Friar Blas Alvarado, who runs a migrant shelter in the southern border town of Tenosique, Tabasco, said the commission’s statistics are just the tip of the iceberg because his shelter has had “hundreds more cases that we haven’t documented or reported because, at this point, we don’t know where to take them”. He says he doesn’t trust the National Human Rights Commission to do anything beyond crunch numbers and that he doesn’t trust any other government agency because “they know very well – and have known for a long time – where these crimes are taking place, and they don’t do anything”.
Ties to organized crime
Migrant kidnappings in Tabasco and Veracruz are mostly attributed to the “Zetas” organized crime group. Friar Blas Alvarado says officials take no action against kidnappers either out of fear or because they are in collusion with the criminals. “The Zetas started out trafficking drugs and weapons, then got into kidnapping…and now they’ve taken over smuggling the undocumented. There used to be groups of coyotes that worked almost like independent contractors. Now, they’re all controlled by the Zetas.”
The Zetas group is often referred to as the paramilitary wing of the Gulf Cartel. Beyond controlling organized crime activities in the southern states of Tabasco and Veracruz, the Zetas have also tried to muscle their way into migrant smuggling and kidnapping in Oaxaca.
Running a gauntlet of dangers
Reaching the United States as an undocumented Central American has never been easy. Countless migrants have sustained permanent injuries while jumping onto – or falling off of – the freight trains that provide free transportation north. Corrupt Mexican authorities are notorious for giving the undocumented the choice between deportation or paying a bribe. And the well-worn migration paths are habitual targets of highway robbers. But a new danger has emerged in the past 3 years; that of kidnapping migrants for ransom.
The most highly trafficked migration routes in Mexico are the railways that carry freight from one end of the country to the other.
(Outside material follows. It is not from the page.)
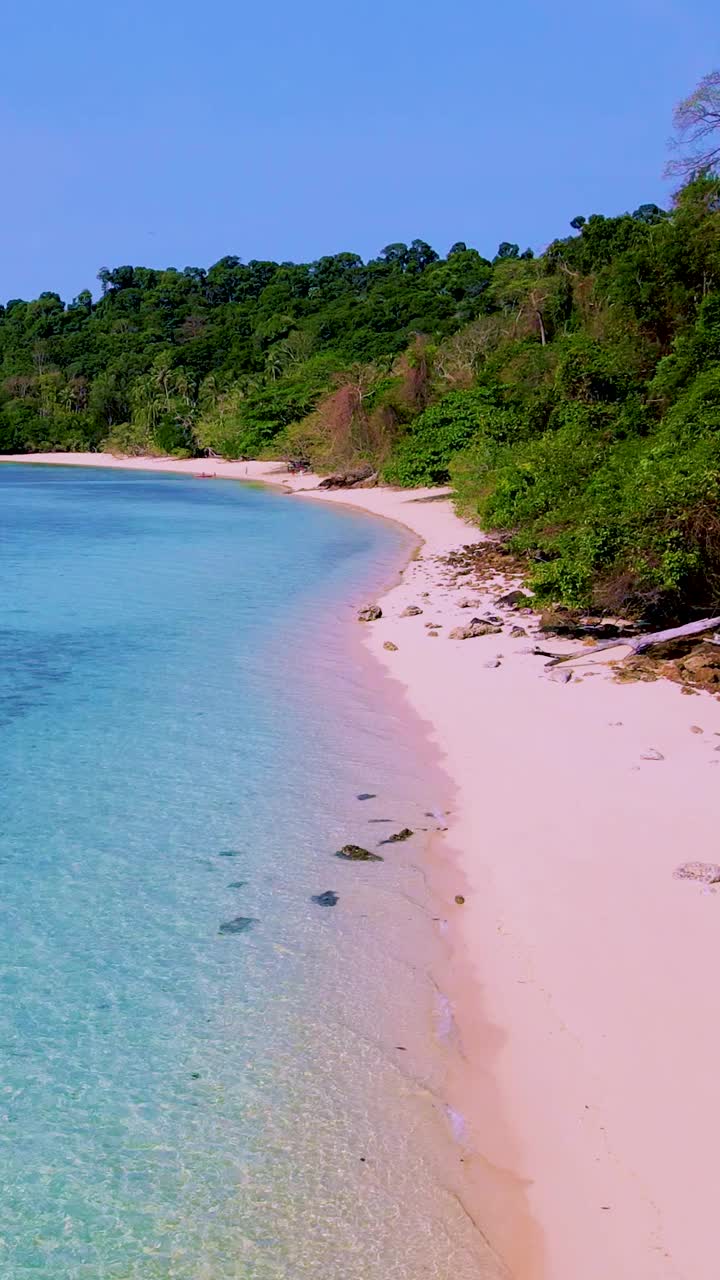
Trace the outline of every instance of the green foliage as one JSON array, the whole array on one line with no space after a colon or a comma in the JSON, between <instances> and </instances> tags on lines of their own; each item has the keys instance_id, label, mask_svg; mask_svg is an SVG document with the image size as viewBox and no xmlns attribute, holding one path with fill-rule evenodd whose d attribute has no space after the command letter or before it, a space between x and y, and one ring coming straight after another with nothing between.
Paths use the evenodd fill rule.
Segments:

In the busy seasons, each train can carry hundreds of migrants – riding on top of or in between the cars.
That’s how Jose Gabriel Aguirre was traveling when he and others were attacked near the state line between Oaxaca and Chiapas by armed men in military uniforms.
Father Alejandro Solalinde, who runs the migrant shelter in Ciudad Ixtepec, Oaxaca, urged Jose Gabriel to file an official complaint to document his case and solicit a visa to cross Mexico legally…but the young Salvadoran didn’t anticipate the grinding pace of Mexican bureaucracy.
Jose Gabriel said he “never imagined it would take so long” to process his paperwork and that “there comes a time when one becomes impatient and wants to just leave”.
The time involved in filing a formal legal complaint is dissuasive to many migrants who just want to reach their destination as quickly as possible.
Food and shelter as bait
Church-run shelters in Mexico are crucial to migrant safety. In the areas without shelters, migrants are vulnerable to attack while sleeping in the open, waiting for the train, or searching for food. Exhaustion and hunger in these unprotected areas can make an invitation for a hot meal in private home very appealing…but it’s one of the primary methods used to trap the unsuspecting.
Jaime Curri from Honduras already knew to be wary of the seemingly friendly invitations after his brother was assaulted in La Arrocera, Chiapas.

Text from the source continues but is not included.